The Mudcat Café TM
Thread #134704   Message #3066047
Posted By: Will Fly
03-Jan-11 - 04:30 AM
Thread Name: BS: Americans are truly stupid
Subject: RE: BS: Americans are truly stupid
So we don't really have an education system in the UK (or the US): we have an induction system.

A bit of both, wouldn't you say? Whether it's "education" or "induction" probably depends on what part of the liberal arts/hard science spectrum the student is placed. If you really want to be an engineer or a doctor, for example, then there are certain hard facts you have to assimilate. If you don't assimilate them then you build an unsafe bridge or kill a patient. And - yes - a good university education is more than knowledge.
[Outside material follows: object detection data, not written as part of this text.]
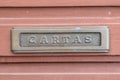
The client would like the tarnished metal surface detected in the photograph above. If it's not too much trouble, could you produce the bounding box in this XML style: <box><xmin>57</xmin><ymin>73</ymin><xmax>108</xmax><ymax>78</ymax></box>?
<box><xmin>12</xmin><ymin>26</ymin><xmax>109</xmax><ymax>53</ymax></box>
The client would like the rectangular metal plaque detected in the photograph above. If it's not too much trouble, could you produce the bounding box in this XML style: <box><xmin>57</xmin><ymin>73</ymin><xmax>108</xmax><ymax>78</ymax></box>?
<box><xmin>12</xmin><ymin>26</ymin><xmax>109</xmax><ymax>53</ymax></box>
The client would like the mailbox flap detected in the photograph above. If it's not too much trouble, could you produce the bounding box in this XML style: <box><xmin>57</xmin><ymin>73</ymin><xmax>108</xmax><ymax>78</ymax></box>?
<box><xmin>0</xmin><ymin>0</ymin><xmax>120</xmax><ymax>7</ymax></box>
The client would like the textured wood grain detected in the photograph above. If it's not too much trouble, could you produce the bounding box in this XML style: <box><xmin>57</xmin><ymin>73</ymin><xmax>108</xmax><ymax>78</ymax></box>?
<box><xmin>0</xmin><ymin>63</ymin><xmax>120</xmax><ymax>80</ymax></box>
<box><xmin>0</xmin><ymin>0</ymin><xmax>120</xmax><ymax>7</ymax></box>
<box><xmin>0</xmin><ymin>7</ymin><xmax>120</xmax><ymax>62</ymax></box>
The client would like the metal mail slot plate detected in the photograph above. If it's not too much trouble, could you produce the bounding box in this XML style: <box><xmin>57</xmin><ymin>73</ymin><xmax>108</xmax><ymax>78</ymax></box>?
<box><xmin>12</xmin><ymin>26</ymin><xmax>109</xmax><ymax>53</ymax></box>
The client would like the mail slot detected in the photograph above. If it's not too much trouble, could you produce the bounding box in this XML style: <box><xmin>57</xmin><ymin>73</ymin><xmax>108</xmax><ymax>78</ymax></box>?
<box><xmin>12</xmin><ymin>26</ymin><xmax>109</xmax><ymax>53</ymax></box>
<box><xmin>0</xmin><ymin>0</ymin><xmax>120</xmax><ymax>80</ymax></box>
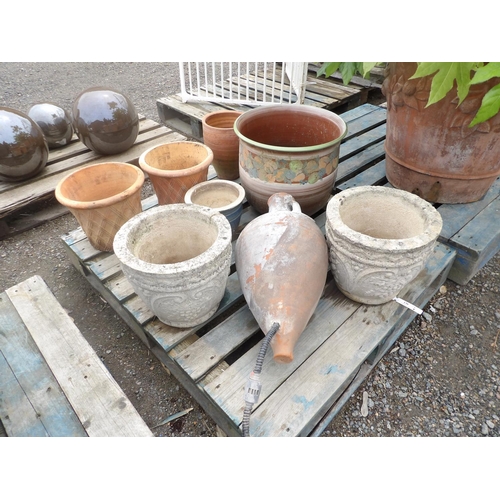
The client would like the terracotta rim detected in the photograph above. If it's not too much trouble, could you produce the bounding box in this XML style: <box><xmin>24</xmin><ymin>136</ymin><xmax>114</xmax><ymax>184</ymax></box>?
<box><xmin>184</xmin><ymin>179</ymin><xmax>246</xmax><ymax>212</ymax></box>
<box><xmin>202</xmin><ymin>111</ymin><xmax>243</xmax><ymax>130</ymax></box>
<box><xmin>55</xmin><ymin>162</ymin><xmax>144</xmax><ymax>210</ymax></box>
<box><xmin>234</xmin><ymin>104</ymin><xmax>347</xmax><ymax>153</ymax></box>
<box><xmin>139</xmin><ymin>141</ymin><xmax>214</xmax><ymax>177</ymax></box>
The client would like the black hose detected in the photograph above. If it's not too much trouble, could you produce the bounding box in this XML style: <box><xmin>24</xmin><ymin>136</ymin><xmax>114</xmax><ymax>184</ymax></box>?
<box><xmin>241</xmin><ymin>322</ymin><xmax>280</xmax><ymax>437</ymax></box>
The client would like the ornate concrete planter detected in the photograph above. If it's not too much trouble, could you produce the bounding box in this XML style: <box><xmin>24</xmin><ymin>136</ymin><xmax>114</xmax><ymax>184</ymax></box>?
<box><xmin>325</xmin><ymin>186</ymin><xmax>442</xmax><ymax>304</ymax></box>
<box><xmin>113</xmin><ymin>204</ymin><xmax>232</xmax><ymax>328</ymax></box>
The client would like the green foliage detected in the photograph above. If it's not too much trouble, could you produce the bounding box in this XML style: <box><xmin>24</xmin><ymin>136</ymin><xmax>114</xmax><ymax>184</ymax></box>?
<box><xmin>317</xmin><ymin>62</ymin><xmax>500</xmax><ymax>127</ymax></box>
<box><xmin>316</xmin><ymin>62</ymin><xmax>380</xmax><ymax>85</ymax></box>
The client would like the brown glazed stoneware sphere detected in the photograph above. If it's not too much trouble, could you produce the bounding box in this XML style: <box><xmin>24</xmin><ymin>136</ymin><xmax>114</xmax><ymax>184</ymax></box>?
<box><xmin>28</xmin><ymin>102</ymin><xmax>73</xmax><ymax>149</ymax></box>
<box><xmin>73</xmin><ymin>87</ymin><xmax>139</xmax><ymax>155</ymax></box>
<box><xmin>0</xmin><ymin>107</ymin><xmax>49</xmax><ymax>182</ymax></box>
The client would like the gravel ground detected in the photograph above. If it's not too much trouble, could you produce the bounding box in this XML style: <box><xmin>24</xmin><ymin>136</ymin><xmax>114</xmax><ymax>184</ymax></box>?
<box><xmin>0</xmin><ymin>62</ymin><xmax>500</xmax><ymax>437</ymax></box>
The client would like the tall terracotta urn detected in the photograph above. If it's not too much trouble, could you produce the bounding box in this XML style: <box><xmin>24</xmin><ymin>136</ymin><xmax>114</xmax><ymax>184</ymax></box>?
<box><xmin>234</xmin><ymin>104</ymin><xmax>347</xmax><ymax>216</ymax></box>
<box><xmin>202</xmin><ymin>110</ymin><xmax>242</xmax><ymax>180</ymax></box>
<box><xmin>382</xmin><ymin>63</ymin><xmax>500</xmax><ymax>203</ymax></box>
<box><xmin>139</xmin><ymin>141</ymin><xmax>214</xmax><ymax>205</ymax></box>
<box><xmin>55</xmin><ymin>162</ymin><xmax>144</xmax><ymax>252</ymax></box>
<box><xmin>235</xmin><ymin>193</ymin><xmax>328</xmax><ymax>363</ymax></box>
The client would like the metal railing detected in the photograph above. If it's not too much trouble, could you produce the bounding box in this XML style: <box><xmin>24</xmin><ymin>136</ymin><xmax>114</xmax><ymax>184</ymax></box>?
<box><xmin>179</xmin><ymin>62</ymin><xmax>307</xmax><ymax>105</ymax></box>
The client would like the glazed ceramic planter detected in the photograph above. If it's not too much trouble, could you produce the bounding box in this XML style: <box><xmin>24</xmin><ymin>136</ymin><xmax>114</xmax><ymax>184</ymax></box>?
<box><xmin>0</xmin><ymin>106</ymin><xmax>49</xmax><ymax>182</ymax></box>
<box><xmin>114</xmin><ymin>203</ymin><xmax>232</xmax><ymax>328</ymax></box>
<box><xmin>234</xmin><ymin>104</ymin><xmax>347</xmax><ymax>215</ymax></box>
<box><xmin>235</xmin><ymin>193</ymin><xmax>328</xmax><ymax>363</ymax></box>
<box><xmin>139</xmin><ymin>141</ymin><xmax>214</xmax><ymax>205</ymax></box>
<box><xmin>202</xmin><ymin>110</ymin><xmax>242</xmax><ymax>180</ymax></box>
<box><xmin>325</xmin><ymin>186</ymin><xmax>442</xmax><ymax>304</ymax></box>
<box><xmin>382</xmin><ymin>63</ymin><xmax>500</xmax><ymax>203</ymax></box>
<box><xmin>55</xmin><ymin>162</ymin><xmax>144</xmax><ymax>252</ymax></box>
<box><xmin>184</xmin><ymin>179</ymin><xmax>245</xmax><ymax>232</ymax></box>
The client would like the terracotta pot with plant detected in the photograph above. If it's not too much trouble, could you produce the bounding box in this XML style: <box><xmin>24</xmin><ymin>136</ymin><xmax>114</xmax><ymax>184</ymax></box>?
<box><xmin>318</xmin><ymin>62</ymin><xmax>500</xmax><ymax>203</ymax></box>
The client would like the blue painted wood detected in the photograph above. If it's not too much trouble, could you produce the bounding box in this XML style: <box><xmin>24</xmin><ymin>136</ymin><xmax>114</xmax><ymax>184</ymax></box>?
<box><xmin>0</xmin><ymin>293</ymin><xmax>87</xmax><ymax>437</ymax></box>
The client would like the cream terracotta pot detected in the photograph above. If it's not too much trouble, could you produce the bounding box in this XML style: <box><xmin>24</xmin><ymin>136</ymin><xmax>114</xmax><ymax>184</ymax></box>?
<box><xmin>139</xmin><ymin>141</ymin><xmax>214</xmax><ymax>205</ymax></box>
<box><xmin>55</xmin><ymin>162</ymin><xmax>144</xmax><ymax>252</ymax></box>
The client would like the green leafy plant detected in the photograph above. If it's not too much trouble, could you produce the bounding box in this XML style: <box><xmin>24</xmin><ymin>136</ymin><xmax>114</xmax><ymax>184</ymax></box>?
<box><xmin>317</xmin><ymin>62</ymin><xmax>500</xmax><ymax>127</ymax></box>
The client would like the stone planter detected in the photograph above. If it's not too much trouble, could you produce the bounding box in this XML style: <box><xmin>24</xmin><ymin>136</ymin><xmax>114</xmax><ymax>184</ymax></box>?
<box><xmin>55</xmin><ymin>162</ymin><xmax>144</xmax><ymax>252</ymax></box>
<box><xmin>202</xmin><ymin>110</ymin><xmax>242</xmax><ymax>180</ymax></box>
<box><xmin>114</xmin><ymin>203</ymin><xmax>232</xmax><ymax>328</ymax></box>
<box><xmin>325</xmin><ymin>186</ymin><xmax>442</xmax><ymax>304</ymax></box>
<box><xmin>139</xmin><ymin>141</ymin><xmax>214</xmax><ymax>205</ymax></box>
<box><xmin>184</xmin><ymin>179</ymin><xmax>245</xmax><ymax>232</ymax></box>
<box><xmin>234</xmin><ymin>104</ymin><xmax>347</xmax><ymax>215</ymax></box>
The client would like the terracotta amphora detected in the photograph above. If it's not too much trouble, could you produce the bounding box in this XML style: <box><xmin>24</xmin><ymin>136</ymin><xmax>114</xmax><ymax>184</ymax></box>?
<box><xmin>235</xmin><ymin>193</ymin><xmax>328</xmax><ymax>363</ymax></box>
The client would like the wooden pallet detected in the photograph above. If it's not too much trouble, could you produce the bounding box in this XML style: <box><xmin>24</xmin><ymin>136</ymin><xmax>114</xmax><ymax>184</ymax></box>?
<box><xmin>62</xmin><ymin>105</ymin><xmax>456</xmax><ymax>436</ymax></box>
<box><xmin>156</xmin><ymin>66</ymin><xmax>380</xmax><ymax>141</ymax></box>
<box><xmin>0</xmin><ymin>116</ymin><xmax>186</xmax><ymax>238</ymax></box>
<box><xmin>0</xmin><ymin>276</ymin><xmax>153</xmax><ymax>437</ymax></box>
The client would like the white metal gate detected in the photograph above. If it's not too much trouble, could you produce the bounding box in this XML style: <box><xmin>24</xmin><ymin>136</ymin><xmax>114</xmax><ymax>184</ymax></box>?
<box><xmin>179</xmin><ymin>62</ymin><xmax>307</xmax><ymax>105</ymax></box>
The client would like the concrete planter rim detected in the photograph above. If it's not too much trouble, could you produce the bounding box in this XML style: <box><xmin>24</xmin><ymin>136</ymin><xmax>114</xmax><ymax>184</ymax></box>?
<box><xmin>184</xmin><ymin>179</ymin><xmax>245</xmax><ymax>212</ymax></box>
<box><xmin>234</xmin><ymin>104</ymin><xmax>347</xmax><ymax>153</ymax></box>
<box><xmin>326</xmin><ymin>186</ymin><xmax>443</xmax><ymax>253</ymax></box>
<box><xmin>113</xmin><ymin>203</ymin><xmax>232</xmax><ymax>276</ymax></box>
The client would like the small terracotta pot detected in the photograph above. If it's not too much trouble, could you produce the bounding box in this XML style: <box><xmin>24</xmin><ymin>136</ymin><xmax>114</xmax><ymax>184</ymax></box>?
<box><xmin>202</xmin><ymin>111</ymin><xmax>242</xmax><ymax>180</ymax></box>
<box><xmin>139</xmin><ymin>141</ymin><xmax>214</xmax><ymax>205</ymax></box>
<box><xmin>55</xmin><ymin>162</ymin><xmax>144</xmax><ymax>252</ymax></box>
<box><xmin>184</xmin><ymin>179</ymin><xmax>245</xmax><ymax>232</ymax></box>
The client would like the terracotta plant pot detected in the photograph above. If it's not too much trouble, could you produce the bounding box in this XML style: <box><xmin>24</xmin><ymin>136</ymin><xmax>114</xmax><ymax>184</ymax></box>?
<box><xmin>325</xmin><ymin>186</ymin><xmax>443</xmax><ymax>304</ymax></box>
<box><xmin>55</xmin><ymin>162</ymin><xmax>144</xmax><ymax>252</ymax></box>
<box><xmin>184</xmin><ymin>179</ymin><xmax>245</xmax><ymax>232</ymax></box>
<box><xmin>234</xmin><ymin>104</ymin><xmax>347</xmax><ymax>215</ymax></box>
<box><xmin>235</xmin><ymin>193</ymin><xmax>328</xmax><ymax>363</ymax></box>
<box><xmin>114</xmin><ymin>203</ymin><xmax>232</xmax><ymax>328</ymax></box>
<box><xmin>0</xmin><ymin>106</ymin><xmax>49</xmax><ymax>182</ymax></box>
<box><xmin>382</xmin><ymin>63</ymin><xmax>500</xmax><ymax>203</ymax></box>
<box><xmin>139</xmin><ymin>141</ymin><xmax>214</xmax><ymax>205</ymax></box>
<box><xmin>202</xmin><ymin>111</ymin><xmax>242</xmax><ymax>180</ymax></box>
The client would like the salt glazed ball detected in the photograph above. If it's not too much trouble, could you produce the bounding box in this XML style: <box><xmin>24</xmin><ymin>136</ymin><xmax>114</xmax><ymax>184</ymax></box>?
<box><xmin>28</xmin><ymin>102</ymin><xmax>73</xmax><ymax>149</ymax></box>
<box><xmin>0</xmin><ymin>106</ymin><xmax>49</xmax><ymax>182</ymax></box>
<box><xmin>72</xmin><ymin>87</ymin><xmax>139</xmax><ymax>155</ymax></box>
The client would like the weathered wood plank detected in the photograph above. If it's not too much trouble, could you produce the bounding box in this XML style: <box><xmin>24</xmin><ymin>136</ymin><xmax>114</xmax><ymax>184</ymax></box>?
<box><xmin>448</xmin><ymin>197</ymin><xmax>500</xmax><ymax>285</ymax></box>
<box><xmin>6</xmin><ymin>276</ymin><xmax>152</xmax><ymax>436</ymax></box>
<box><xmin>204</xmin><ymin>280</ymin><xmax>360</xmax><ymax>428</ymax></box>
<box><xmin>0</xmin><ymin>292</ymin><xmax>87</xmax><ymax>437</ymax></box>
<box><xmin>437</xmin><ymin>177</ymin><xmax>500</xmax><ymax>242</ymax></box>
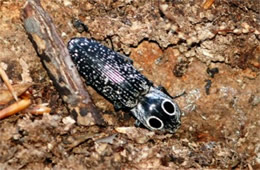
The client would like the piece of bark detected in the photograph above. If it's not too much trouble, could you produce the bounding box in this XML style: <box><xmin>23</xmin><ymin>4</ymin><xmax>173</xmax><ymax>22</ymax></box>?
<box><xmin>23</xmin><ymin>0</ymin><xmax>104</xmax><ymax>125</ymax></box>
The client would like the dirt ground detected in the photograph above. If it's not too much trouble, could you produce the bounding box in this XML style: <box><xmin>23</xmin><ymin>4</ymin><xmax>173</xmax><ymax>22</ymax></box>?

It can develop better social skills, better research skills, etc.

Because of the changes to the ways in which students are funded in the UK - with more students paying their own fees - there's an increasing tendency to treat students as "customers" or "clients". They're paying, so runs the mantra, therefore they can pick and choose this and that - and demand this and that. However, there's a subtle difference between a customer with money to spend in a shop and a student with money to spend on a university course: knowledge. If I walk into a shop to buy a TV, the sales assistant can advise me until he's blue in the face. I may know absolutely nothing about TVs but, because I have the money, I can buy what I want. I can make a wise purchase or a stupid one. My choice. A budding student, however, doesn't know what he/she doesn't know - and there's a huge difference there. The student, in many cases, can't pick and choose what to learn or what not to learn. There's a curriculum to be gone through - a curriculum, in very many cases, which is regulated by professional bodies outside the university itself. I've sat on enough course validation committees to know the complications that this can bring to the process.